Categories
BLOG

strain vs isolate

Genome-wide analysis of SARS-CoV-2 virus strains circulating worldwide implicates heterogeneity

Subjects

Abstract

Severe acute respiratory syndrome coronavirus-2 (SARS-CoV-2), a novel evolutionary divergent RNA virus, is responsible for the present devastating COVID-19 pandemic. To explore the genomic signatures, we comprehensively analyzed 2,492 complete and/or near-complete genome sequences of SARS-CoV-2 strains reported from across the globe to the GISAID database up to 30 March 2020. Genome-wide annotations revealed 1,516 nucleotide-level variations at different positions throughout the entire genome of SARS-CoV-2. Moreover, nucleotide (nt) deletion analysis found twelve deletion sites throughout the genome other than previously reported deletions at coding sequence of the ORF8 (open reading frame), spike, and ORF7a proteins, specifically in polyprotein ORF1ab (n = 9), ORF10 (n = 1), and 3´-UTR (n = 2). Evidence from the systematic gene-level mutational and protein profile analyses revealed a large number of amino acid (aa) substitutions (n = 744), demonstrating the viral proteins heterogeneous. Notably, residues of receptor-binding domain (RBD) showing crucial interactions with angiotensin-converting enzyme 2 (ACE2) and cross-reacting neutralizing antibody were found to be conserved among the analyzed virus strains, except for replacement of lysine with arginine at 378th position of the cryptic epitope of a Shanghai isolate, hCoV-19/Shanghai/SH0007/2020 (EPI_ISL_416320).
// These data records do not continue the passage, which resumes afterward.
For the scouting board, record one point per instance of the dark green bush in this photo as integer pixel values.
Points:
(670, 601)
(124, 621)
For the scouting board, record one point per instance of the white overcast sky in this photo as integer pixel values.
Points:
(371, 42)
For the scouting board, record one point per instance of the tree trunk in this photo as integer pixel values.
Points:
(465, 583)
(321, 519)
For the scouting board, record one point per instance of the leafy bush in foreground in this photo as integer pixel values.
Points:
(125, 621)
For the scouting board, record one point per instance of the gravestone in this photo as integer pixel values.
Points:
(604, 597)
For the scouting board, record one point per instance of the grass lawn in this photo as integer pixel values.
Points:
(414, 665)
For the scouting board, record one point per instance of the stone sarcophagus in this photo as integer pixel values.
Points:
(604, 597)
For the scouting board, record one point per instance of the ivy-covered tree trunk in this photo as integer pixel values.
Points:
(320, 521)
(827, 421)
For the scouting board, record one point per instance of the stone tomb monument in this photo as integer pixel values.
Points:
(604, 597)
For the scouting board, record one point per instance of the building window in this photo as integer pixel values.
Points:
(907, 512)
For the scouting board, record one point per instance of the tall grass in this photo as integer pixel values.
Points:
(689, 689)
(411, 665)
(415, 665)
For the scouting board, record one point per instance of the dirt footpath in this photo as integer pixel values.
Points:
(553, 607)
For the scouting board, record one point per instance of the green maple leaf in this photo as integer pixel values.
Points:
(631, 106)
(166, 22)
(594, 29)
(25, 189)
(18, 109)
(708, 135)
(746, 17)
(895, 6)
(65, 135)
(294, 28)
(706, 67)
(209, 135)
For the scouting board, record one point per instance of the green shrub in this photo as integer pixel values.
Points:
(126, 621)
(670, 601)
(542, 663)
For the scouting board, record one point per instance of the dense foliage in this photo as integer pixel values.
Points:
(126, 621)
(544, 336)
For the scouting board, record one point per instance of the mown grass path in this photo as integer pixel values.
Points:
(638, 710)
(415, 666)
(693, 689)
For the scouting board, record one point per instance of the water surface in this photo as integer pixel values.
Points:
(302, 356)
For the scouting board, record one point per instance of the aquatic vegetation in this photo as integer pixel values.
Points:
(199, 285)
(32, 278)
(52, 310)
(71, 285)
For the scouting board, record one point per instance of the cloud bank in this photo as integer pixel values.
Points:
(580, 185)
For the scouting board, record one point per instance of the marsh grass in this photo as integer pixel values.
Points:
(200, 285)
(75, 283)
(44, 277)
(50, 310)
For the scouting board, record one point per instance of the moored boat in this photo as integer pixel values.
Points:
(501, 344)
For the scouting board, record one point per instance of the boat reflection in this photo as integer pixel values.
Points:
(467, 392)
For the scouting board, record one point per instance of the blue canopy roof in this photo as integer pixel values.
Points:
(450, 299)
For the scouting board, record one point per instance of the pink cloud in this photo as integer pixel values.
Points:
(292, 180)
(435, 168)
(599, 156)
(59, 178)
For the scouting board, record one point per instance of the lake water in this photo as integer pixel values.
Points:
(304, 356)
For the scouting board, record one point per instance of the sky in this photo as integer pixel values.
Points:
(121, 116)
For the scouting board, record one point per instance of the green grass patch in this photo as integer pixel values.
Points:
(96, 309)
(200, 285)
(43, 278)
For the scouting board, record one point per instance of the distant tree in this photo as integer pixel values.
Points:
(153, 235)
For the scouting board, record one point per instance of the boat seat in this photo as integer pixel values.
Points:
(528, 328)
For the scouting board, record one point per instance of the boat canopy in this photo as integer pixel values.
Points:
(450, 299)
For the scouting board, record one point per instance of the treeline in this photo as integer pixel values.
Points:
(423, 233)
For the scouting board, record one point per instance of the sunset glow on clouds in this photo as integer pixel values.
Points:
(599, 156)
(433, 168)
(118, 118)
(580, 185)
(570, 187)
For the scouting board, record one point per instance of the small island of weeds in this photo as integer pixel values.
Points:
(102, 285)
Furthermore, our results of the preliminary epidemiological data on SARS-CoV-2 infections revealed that frequency of aa mutations were relatively higher in the SARS-CoV-2 genome sequences of Europe (43.07%) followed by Asia (38.09%), and North America (29.64%) while case fatality rates remained higher in the European temperate countries, such as Italy, Spain, Netherlands, France, England and Belgium. Thus, the present method of genome annotation employed at this early pandemic stage could be a promising tool for monitoring and tracking the continuously evolving pandemic situation, the associated genetic variants, and their implications for the development of effective control and prophylaxis strategies.

Introduction

Severe acute respiratory syndrome (SARS) is an emerging pneumonia-like respiratory disease of human, which was reported to be re-emerged in Wuhan city of China in December 2019 1 . The identified causative agent is found to be a highly contagious novel beta-coronavirus 2 (SARS-CoV-2). Similar to other known SARS-CoV and SARS-related coronaviruses (SARSr-CoVs) 2,3 , the viral RNA genome of SARS-CoV-2 encodes several smaller open reading frames (ORFs) such as ORF1ab, ORF3a, ORF6, ORF7a, ORF7b, ORF8 and ORF10 located in the 3′ region. These ORFs are predicted to encode for the replicase polyprotein, the spike (S) glycoprotein, envelope (E), membrane (M), nucleocapsid (N) proteins, accessory proteins, and other non-structural proteins (NSP) 3,4,5 .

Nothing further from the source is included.